Nesta região, tão outra, está — pela implantação do trabalhador e pelo equilíbrio da existência agrícola a redenção daquelas gentes que possuem os melhores fatores para um elevado tirocínio histórico.
Mas, ao mesmo passo que lhes despontam estas esperanças, extingue-lhas a mesma cordilheira com o seu largo tumultuar de píncaros e de pendores impraticáveis num alude vivo de muralha, que lhes trancam quase por completo as comunicações com o litoral. De fato, o Pacifico, ainda que se rasgue o canal de Nicarágua, parece que pouco influirá no progresso do Peru. O seu verdadeiro mar é o Atlântico; a sua saída obrigatória o Purus. Sabem-no há muito os seus melhores estadistas: a expansão para o levante traduz-se-lhes como um dever elementar de luta pela vida. Revelam-no todos os insucessos de numerosas tentativas buscando libertá-los das anomalias físicas que o deprimem. Revelou-as desde 1879 C. Wiener:
Os peruanos aquilatam bem a importância enorme que teriam as estradas, ligando os afluentes navegáveis do Amazonas e do Ucayali às cidades do litoral; fizeram todos os esforços para executá-las porque lhas impõem a lógica e o interesse; mas parece que a sua força de vontade é menor que a constituição física dos autóctones.

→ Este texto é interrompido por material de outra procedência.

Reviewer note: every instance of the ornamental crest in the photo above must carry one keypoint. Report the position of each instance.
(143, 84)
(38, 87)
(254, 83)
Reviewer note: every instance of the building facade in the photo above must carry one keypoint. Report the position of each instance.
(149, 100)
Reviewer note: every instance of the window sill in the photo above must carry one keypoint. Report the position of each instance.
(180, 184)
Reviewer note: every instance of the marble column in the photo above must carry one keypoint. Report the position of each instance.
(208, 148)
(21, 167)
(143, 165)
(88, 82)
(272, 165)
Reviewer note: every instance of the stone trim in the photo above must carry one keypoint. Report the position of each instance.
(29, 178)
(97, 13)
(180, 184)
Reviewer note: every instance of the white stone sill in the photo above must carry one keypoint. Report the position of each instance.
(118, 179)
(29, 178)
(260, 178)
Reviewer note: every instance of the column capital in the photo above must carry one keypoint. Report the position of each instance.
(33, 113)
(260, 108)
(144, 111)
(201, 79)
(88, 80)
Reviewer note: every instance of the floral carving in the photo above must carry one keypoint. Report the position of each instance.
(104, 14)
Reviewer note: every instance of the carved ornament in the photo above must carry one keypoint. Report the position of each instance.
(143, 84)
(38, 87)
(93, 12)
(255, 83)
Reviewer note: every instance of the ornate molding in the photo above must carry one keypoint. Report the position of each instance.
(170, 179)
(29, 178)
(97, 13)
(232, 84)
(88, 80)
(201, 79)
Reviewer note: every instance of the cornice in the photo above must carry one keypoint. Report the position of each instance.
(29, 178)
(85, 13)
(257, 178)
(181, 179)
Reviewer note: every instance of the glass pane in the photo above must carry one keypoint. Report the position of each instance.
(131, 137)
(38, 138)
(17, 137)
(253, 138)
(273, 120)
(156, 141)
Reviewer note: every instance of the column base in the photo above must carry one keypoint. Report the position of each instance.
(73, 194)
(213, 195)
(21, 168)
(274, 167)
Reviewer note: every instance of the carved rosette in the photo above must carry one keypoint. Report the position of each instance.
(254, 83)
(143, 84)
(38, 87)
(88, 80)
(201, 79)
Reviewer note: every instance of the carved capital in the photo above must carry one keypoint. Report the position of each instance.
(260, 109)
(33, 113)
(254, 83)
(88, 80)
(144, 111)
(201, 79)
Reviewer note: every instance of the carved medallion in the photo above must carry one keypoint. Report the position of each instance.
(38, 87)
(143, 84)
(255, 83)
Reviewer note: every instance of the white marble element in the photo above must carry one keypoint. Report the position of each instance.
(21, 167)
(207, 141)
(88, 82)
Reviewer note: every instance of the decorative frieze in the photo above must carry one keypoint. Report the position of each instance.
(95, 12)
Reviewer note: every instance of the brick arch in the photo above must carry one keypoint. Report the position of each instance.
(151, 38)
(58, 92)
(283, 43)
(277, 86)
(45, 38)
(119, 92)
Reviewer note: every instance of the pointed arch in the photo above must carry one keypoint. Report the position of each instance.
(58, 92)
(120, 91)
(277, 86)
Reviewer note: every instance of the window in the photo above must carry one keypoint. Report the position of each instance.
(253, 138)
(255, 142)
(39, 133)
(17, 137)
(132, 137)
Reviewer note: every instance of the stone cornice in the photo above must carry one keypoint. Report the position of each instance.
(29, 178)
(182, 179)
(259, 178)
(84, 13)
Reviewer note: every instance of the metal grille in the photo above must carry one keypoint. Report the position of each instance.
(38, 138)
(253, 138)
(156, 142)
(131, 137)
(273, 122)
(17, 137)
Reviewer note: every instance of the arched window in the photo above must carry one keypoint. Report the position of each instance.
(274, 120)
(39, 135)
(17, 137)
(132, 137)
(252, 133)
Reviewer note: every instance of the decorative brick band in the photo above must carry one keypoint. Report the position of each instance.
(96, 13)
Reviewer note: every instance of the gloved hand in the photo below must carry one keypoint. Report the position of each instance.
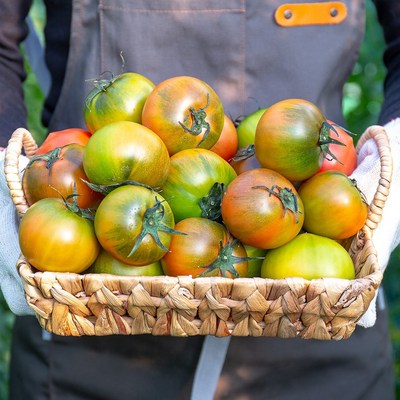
(387, 235)
(10, 282)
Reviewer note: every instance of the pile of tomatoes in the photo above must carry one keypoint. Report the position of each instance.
(163, 182)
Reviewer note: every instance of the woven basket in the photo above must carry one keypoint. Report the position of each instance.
(93, 304)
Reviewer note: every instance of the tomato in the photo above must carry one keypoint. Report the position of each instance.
(333, 205)
(346, 154)
(106, 264)
(246, 130)
(134, 225)
(54, 238)
(123, 151)
(262, 209)
(292, 138)
(61, 138)
(255, 263)
(120, 98)
(308, 256)
(195, 183)
(244, 160)
(205, 250)
(185, 112)
(59, 173)
(227, 143)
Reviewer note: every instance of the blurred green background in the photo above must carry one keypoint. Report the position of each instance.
(363, 95)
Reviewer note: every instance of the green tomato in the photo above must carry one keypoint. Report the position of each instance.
(119, 99)
(106, 264)
(195, 183)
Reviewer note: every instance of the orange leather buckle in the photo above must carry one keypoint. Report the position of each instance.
(333, 12)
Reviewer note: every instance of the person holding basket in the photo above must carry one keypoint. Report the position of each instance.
(245, 50)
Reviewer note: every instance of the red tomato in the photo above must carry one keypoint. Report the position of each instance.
(333, 205)
(54, 238)
(227, 143)
(346, 156)
(262, 209)
(206, 249)
(59, 173)
(185, 112)
(61, 138)
(308, 256)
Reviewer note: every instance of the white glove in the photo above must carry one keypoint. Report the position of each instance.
(10, 282)
(387, 235)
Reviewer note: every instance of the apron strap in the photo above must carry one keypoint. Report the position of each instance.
(209, 367)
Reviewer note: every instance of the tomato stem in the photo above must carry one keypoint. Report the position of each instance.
(198, 122)
(244, 153)
(152, 224)
(225, 261)
(325, 140)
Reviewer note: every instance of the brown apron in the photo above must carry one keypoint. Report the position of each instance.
(251, 61)
(234, 45)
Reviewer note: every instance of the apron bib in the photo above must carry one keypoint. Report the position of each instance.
(234, 45)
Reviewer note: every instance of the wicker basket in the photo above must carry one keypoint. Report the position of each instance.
(74, 305)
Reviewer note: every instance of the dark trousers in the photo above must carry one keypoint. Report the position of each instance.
(147, 367)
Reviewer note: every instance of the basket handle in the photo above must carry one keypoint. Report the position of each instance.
(379, 135)
(21, 139)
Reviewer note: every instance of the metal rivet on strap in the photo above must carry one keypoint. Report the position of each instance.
(288, 14)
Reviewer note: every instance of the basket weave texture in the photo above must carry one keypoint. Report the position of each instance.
(101, 304)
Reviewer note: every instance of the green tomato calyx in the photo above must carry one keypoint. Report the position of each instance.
(71, 203)
(223, 265)
(210, 204)
(287, 198)
(198, 122)
(100, 85)
(244, 153)
(153, 224)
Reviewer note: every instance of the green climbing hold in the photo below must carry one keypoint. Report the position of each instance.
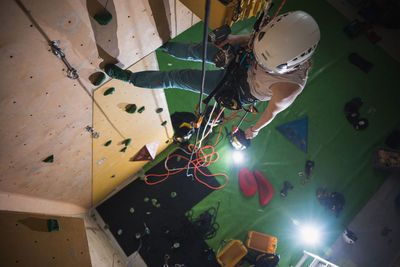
(130, 108)
(49, 159)
(109, 91)
(103, 18)
(99, 79)
(128, 141)
(52, 225)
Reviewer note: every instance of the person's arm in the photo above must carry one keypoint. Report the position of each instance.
(283, 95)
(235, 40)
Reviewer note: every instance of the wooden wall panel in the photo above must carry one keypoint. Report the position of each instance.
(142, 128)
(26, 241)
(45, 113)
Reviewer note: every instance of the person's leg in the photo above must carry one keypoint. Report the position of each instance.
(186, 79)
(189, 51)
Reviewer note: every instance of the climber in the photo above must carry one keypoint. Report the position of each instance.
(281, 52)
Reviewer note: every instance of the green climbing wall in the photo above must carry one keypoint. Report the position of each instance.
(342, 155)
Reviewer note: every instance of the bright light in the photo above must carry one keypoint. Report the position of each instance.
(237, 156)
(309, 234)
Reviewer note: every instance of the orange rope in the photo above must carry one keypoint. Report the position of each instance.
(202, 159)
(279, 9)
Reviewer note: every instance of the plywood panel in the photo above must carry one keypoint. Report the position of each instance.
(26, 241)
(45, 113)
(142, 128)
(42, 111)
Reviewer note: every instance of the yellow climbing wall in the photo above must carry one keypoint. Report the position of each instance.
(26, 241)
(111, 166)
(43, 112)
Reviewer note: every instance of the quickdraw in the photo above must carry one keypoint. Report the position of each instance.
(71, 72)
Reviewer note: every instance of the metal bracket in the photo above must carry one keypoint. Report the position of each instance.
(71, 72)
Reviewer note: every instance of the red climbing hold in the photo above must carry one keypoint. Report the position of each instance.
(247, 182)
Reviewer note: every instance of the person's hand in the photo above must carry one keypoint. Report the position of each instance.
(250, 133)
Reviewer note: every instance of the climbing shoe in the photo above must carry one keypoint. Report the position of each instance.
(117, 73)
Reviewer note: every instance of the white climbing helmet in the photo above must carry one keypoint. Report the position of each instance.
(286, 42)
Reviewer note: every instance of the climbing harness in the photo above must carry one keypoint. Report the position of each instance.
(71, 72)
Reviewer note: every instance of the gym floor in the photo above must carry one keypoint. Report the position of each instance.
(342, 155)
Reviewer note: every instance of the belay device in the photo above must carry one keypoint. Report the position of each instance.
(233, 90)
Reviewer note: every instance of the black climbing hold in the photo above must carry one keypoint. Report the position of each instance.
(131, 108)
(52, 225)
(103, 18)
(49, 159)
(128, 141)
(97, 78)
(109, 91)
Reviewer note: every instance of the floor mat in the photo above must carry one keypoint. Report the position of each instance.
(162, 209)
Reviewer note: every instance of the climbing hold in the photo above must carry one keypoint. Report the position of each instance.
(128, 141)
(130, 108)
(49, 159)
(109, 91)
(98, 78)
(103, 18)
(52, 225)
(101, 161)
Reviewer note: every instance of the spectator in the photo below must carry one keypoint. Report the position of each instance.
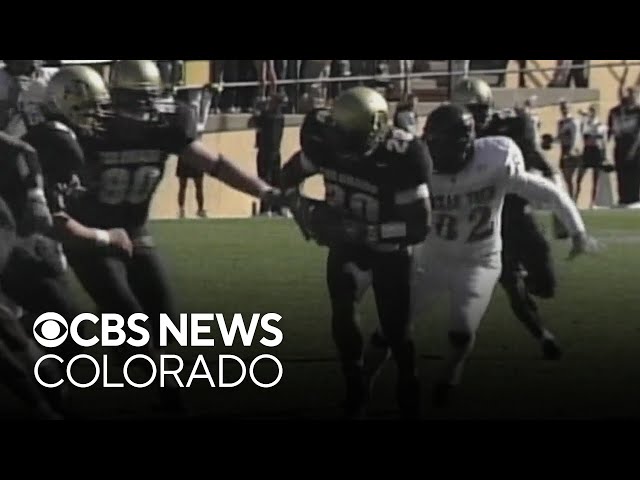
(568, 133)
(406, 115)
(226, 71)
(315, 93)
(401, 86)
(171, 72)
(200, 100)
(624, 128)
(579, 74)
(269, 125)
(561, 74)
(339, 69)
(594, 136)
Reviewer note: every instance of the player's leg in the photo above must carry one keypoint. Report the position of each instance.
(527, 269)
(581, 171)
(347, 280)
(104, 277)
(594, 186)
(471, 290)
(391, 285)
(182, 193)
(149, 281)
(16, 374)
(199, 184)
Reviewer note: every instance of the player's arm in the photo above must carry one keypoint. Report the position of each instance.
(412, 200)
(61, 158)
(536, 189)
(7, 233)
(220, 167)
(298, 168)
(533, 155)
(27, 172)
(610, 124)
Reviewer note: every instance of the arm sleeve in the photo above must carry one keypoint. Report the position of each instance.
(540, 190)
(60, 154)
(533, 154)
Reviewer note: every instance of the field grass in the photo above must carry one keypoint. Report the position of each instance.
(262, 265)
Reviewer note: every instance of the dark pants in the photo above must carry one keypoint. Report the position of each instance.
(268, 163)
(390, 274)
(628, 173)
(227, 72)
(525, 250)
(339, 68)
(32, 279)
(139, 284)
(247, 73)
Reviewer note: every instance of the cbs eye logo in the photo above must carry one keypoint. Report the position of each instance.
(50, 330)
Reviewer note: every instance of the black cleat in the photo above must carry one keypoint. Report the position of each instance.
(442, 395)
(550, 349)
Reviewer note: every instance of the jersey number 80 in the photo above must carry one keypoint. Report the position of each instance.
(119, 185)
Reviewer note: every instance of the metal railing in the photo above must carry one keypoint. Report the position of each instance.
(413, 75)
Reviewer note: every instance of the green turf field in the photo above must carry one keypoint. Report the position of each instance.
(263, 265)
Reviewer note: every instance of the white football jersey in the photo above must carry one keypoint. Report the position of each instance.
(467, 206)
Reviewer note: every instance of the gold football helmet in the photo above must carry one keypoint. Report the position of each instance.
(135, 85)
(476, 95)
(361, 117)
(78, 94)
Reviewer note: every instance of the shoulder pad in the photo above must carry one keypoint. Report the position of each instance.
(400, 134)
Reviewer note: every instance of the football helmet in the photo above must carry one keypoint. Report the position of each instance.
(135, 86)
(476, 95)
(361, 120)
(79, 95)
(449, 135)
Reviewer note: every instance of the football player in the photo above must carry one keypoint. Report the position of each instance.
(527, 265)
(376, 206)
(17, 353)
(34, 276)
(463, 255)
(120, 158)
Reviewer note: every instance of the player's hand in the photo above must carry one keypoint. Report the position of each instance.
(119, 239)
(272, 196)
(583, 243)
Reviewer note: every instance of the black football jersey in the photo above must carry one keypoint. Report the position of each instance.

De feito, contemplando-se diante de um mapa a faixa costeira entre Pachacamas e Tumbez, nota-se um como diagrama daquelas tentativas desesperadas e constantes.
Foi a princípio, no extremo norte, a linha férrea de Paíta e Piura, procurando os tributários setentrionais do Solimões; depois, próxima e ao sul, uma outra, de Lambayaque a Ferenafe: ambas estacionaram, trilhos imersos nos areais da costa. A terceira, lançada de Pascamayo à estação terminus de Cajamarca, e a quarta partindo de Salavery, pouco ao sul de Trujíllo — buscavam as linhas de derivação do Ucayali: embateram ambas de encontro às fílades espessas e aos dolentos e quartzos duríssimos das cordilheiras. A quinta, a admirável estrada de Oroya, dominou parte da serrania, mas ficou bem longe do seu objetivo essencial no transmontar as últimas cordas de serras, varar pelas planícies do Sacramento e alcançar o Purus.
Esta é expressiva: mostra como o traçado do grande tributário do Amazonas, em cujas margens contendem agora os flibusteiros, norteia de há muito a administração daquela república.
Por outro lado, desde 1859, com Faustino Maldonado e dez anos depois com o coronel Latorre, sucessivas expedições se lançam para o oriente impelidas por alguns abnegados caídos todos naqueles lugares remotos, numa extraordinária intuição dos interesses reais do seu país.
Estes antecedentes delatam nas perturbações que lavram em toda aquela zona um significado bem diverso do que lhe podem dar algumas correrias de seringueiros.
A guerra iminente tem uma feição gravíssima.
Se contra o Paraguai, num teatro de operações mais próximo e acessível, aliados às repúblicas platinas, levamos cinco anos para destruir os caprichos de um homem — certo não se podem individuar e prever os sacrifícios que nos imporá a luta com a expansão vigorosa de um povo.